Foi durante um workshop organizado pelo Fonds National Foncier em Antsirabe, em março de 2020, sobre este último projeto de lei, que foi feita uma apresentação sobre os agropoles (9). Soubemos posteriormente que a "adoção de dois decretos sobre a criação e gestão de agropoles constituiu uma das condicionalidades da 3ª parcela da ajuda orçamentária para Madagascar do BAD sob PACE III" (3). Como as ZEEs, agropolises se referem a um conjunto de empresas, produtores e serviços dentro de uma determinada área geográfica, que "se beneficiarão de medidas relativas a incentivos fiscais e proteção de investimentos" (10). A Estratégia Nacional para o Agronegócio nos diz que 4 milhões de hectares de agropoles estão planejados para os próximos anos em Madagascar (11). Entretanto, outros países que têm experimentado esta abordagem desde os anos 2000 mostram que ela nem sempre atinge os objetivos desejados e leva a efeitos nocivos para os pequenos agricultores (12). Com base nos arrendamentos longos existentes de 30 anos ou mais, as organizações da sociedade civil malgaxe afirmaram que "no que diz respeito às zonas de investimento, vários exemplos mostram que os sucessivos líderes favoreceram os investidores estrangeiros, alocando-lhes grandes áreas [...]. As famílias malgaxes que ocuparam estas terras perderam então seus lugares de vida e trabalho, assim como as terras ancestrais onde sua cultura criou raízes, e viram seu ambiente profanado, desnaturado e destruído, suas fontes de água poluídas e várias doenças se desenvolvem: seu empobrecimento e sofrimento são inegáveis" (13).

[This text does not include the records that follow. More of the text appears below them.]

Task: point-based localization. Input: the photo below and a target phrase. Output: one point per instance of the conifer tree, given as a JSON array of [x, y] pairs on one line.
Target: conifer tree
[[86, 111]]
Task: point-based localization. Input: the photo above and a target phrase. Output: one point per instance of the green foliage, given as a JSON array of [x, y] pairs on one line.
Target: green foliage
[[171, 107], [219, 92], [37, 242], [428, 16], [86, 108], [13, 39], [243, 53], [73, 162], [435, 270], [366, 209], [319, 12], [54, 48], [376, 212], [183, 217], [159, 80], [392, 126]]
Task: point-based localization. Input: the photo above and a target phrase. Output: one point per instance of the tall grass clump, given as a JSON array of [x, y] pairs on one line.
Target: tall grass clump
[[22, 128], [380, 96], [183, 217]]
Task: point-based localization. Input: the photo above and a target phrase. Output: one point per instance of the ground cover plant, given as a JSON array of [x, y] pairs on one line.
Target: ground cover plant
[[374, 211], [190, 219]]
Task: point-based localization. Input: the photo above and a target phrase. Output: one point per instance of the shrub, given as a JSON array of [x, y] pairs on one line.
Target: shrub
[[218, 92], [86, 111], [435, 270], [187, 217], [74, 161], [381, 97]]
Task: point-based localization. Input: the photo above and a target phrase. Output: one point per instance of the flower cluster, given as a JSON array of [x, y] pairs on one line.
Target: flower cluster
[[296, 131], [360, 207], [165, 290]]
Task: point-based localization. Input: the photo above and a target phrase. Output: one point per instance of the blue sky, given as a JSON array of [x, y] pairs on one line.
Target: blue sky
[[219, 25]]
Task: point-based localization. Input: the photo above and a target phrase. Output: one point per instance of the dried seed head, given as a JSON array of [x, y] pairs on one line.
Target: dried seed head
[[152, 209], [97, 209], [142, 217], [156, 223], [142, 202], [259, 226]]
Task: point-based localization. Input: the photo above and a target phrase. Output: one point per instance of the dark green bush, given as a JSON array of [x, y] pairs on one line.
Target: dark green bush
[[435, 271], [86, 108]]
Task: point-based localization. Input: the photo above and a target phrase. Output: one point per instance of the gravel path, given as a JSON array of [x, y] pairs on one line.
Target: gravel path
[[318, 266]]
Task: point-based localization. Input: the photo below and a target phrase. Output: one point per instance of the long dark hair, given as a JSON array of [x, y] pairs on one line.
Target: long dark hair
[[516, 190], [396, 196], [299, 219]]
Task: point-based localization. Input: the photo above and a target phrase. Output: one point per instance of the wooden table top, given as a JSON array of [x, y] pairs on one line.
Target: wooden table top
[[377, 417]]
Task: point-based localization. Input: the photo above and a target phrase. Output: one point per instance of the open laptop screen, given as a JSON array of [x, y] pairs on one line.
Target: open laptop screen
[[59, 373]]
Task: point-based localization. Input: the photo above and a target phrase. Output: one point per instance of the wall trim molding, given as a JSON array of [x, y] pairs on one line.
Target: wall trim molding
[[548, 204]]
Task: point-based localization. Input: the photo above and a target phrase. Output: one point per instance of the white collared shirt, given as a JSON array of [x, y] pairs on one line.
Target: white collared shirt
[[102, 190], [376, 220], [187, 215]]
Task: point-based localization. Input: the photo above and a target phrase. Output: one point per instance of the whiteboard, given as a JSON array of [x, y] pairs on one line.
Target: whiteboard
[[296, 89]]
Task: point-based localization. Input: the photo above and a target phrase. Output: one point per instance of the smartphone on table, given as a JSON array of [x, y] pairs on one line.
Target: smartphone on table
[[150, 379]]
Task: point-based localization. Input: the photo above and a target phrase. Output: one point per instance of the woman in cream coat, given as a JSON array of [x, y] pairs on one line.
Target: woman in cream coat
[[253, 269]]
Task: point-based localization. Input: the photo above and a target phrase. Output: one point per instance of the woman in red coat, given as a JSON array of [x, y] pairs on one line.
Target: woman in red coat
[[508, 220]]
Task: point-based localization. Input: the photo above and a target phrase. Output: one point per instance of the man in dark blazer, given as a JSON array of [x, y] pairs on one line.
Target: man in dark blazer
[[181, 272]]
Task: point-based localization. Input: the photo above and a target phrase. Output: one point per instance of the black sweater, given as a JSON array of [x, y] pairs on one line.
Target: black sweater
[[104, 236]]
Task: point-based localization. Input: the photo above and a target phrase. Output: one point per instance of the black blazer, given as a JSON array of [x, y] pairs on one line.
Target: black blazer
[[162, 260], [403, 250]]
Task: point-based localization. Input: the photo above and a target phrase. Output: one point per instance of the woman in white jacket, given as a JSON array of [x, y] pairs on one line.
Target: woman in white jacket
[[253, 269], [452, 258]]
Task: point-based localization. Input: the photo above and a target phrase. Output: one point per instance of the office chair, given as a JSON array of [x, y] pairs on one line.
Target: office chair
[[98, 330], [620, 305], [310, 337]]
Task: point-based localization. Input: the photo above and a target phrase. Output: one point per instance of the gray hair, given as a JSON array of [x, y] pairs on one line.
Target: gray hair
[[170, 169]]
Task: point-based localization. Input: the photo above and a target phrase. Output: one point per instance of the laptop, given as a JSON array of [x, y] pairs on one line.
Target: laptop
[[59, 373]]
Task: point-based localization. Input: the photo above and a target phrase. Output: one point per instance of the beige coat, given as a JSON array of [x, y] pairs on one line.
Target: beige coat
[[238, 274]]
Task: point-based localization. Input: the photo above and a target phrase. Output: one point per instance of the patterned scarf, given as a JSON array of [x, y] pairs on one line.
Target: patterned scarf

Esta observação das organizações malgaxes é confirmada por um estudo da Land Matrix Initiative publicado esta semana com base em 740 casos de alocação de terras em grande escala (de 200 ha ou mais), incluindo casos malgaxes, que afirma que "a esmagadora maioria dos investimentos em terra na África ainda é feita com demasiada freqüência em detrimento das populações locais e do meio ambiente" (14).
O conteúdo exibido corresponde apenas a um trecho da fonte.